From the Marine Corps to the clean energy and CPG fields, women in the Online MBA Program are pushing their industries forward while honing their leadership abilities at the Ross School of Business.

For Women’s History Month, three Online MBA students answered questions about their accomplishments as women leaders in their industries, barriers they have faced, the leadership skills they have learned in the Michigan Ross Online MBA Program, advice they would give to women looking to go into their industries, and more. 

Alexis Kantaris

Program/Year: OMBA ’23
Title/Company/Industry: Marine Corps Officer, Combat Engineer, USMC
Hometown: Chelsea, AL

What has been your greatest accomplishment as a women leader in your industry?

My greatest accomplishment has been the opportunity to inspire and lead the young men and women of our current and future Marine Corps. It is not gender specific, but I am thankful for having these opportunities because I understand not every career field is as open. I’m able to help young people gain confidence and succeed in life both in and outside the military. It is not a typical profession, but that is what I love about it. More specifically as a woman, I get to widen this path for more female leaders to come after me. Right now, there are only 8% women serving in the Marine Corps (both enlisted and officer side). I hope my efforts will inspire girls and young women to join and serve and see this percentage go up.

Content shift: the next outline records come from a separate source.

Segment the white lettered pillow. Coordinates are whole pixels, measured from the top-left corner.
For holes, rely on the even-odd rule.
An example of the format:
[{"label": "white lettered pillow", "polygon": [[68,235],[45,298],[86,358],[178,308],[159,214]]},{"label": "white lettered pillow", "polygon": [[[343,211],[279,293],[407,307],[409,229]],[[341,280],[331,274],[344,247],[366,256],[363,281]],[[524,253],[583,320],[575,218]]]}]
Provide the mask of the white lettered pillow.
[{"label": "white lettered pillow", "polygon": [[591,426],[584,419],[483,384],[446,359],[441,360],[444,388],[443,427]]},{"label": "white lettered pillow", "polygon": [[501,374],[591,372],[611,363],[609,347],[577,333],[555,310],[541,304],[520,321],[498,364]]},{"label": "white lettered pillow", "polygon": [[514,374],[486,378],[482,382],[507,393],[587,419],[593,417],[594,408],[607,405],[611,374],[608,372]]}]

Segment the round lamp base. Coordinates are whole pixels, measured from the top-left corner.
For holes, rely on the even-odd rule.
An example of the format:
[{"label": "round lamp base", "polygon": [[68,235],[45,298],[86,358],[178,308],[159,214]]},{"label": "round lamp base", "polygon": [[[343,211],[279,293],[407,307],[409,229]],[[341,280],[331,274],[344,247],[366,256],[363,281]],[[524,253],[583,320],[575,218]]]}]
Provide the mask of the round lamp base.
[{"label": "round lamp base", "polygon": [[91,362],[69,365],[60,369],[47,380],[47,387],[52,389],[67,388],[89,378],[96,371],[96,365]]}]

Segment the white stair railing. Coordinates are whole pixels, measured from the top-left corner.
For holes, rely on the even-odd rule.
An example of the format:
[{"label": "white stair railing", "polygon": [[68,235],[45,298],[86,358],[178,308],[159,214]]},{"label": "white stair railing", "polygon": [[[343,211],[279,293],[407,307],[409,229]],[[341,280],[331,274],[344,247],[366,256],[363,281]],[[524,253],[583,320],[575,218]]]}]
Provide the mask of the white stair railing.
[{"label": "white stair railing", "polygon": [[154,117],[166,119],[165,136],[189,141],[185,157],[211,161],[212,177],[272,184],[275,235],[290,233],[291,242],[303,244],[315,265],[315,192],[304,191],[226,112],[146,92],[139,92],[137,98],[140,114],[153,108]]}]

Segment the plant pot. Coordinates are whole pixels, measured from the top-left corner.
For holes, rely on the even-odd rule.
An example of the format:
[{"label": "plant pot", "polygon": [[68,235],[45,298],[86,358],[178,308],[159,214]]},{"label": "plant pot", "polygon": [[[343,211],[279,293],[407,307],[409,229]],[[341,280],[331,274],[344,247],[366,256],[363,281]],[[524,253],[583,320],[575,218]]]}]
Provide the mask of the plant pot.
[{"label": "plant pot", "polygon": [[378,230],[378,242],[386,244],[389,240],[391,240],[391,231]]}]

Have you faced any barriers as a women leader in your industry?

I have faced several barriers at many different levels, but I look at these barriers as opportunities for growth.

I commissioned into the Marine Corps in 2014; however, all combat arms military occupational specialties were not open to women until 2016. I was assigned the one combat arms MOS that was open to women, but parts of it were closed off, such as certain units and training exercises. When the gender bans lifted, leaders were hesitant to send me to certain training because there was a fear that “no female has done this before.” It was disappointing to miss opportunities because people assessed the possibility of failure as being linked to my gender instead of my capability.

I have also dealt with males not wanting to be led by a female officer or saying unbecoming things such as “the standards were lowered” for me. This can be frustrating, as my gender has nothing to do with my leadership capability. And regarding standards, the combat engineer community has MOS specific physical standards, which are gender neutral. If you cannot pass the test — male or female — you cannot become a combat engineer officer.  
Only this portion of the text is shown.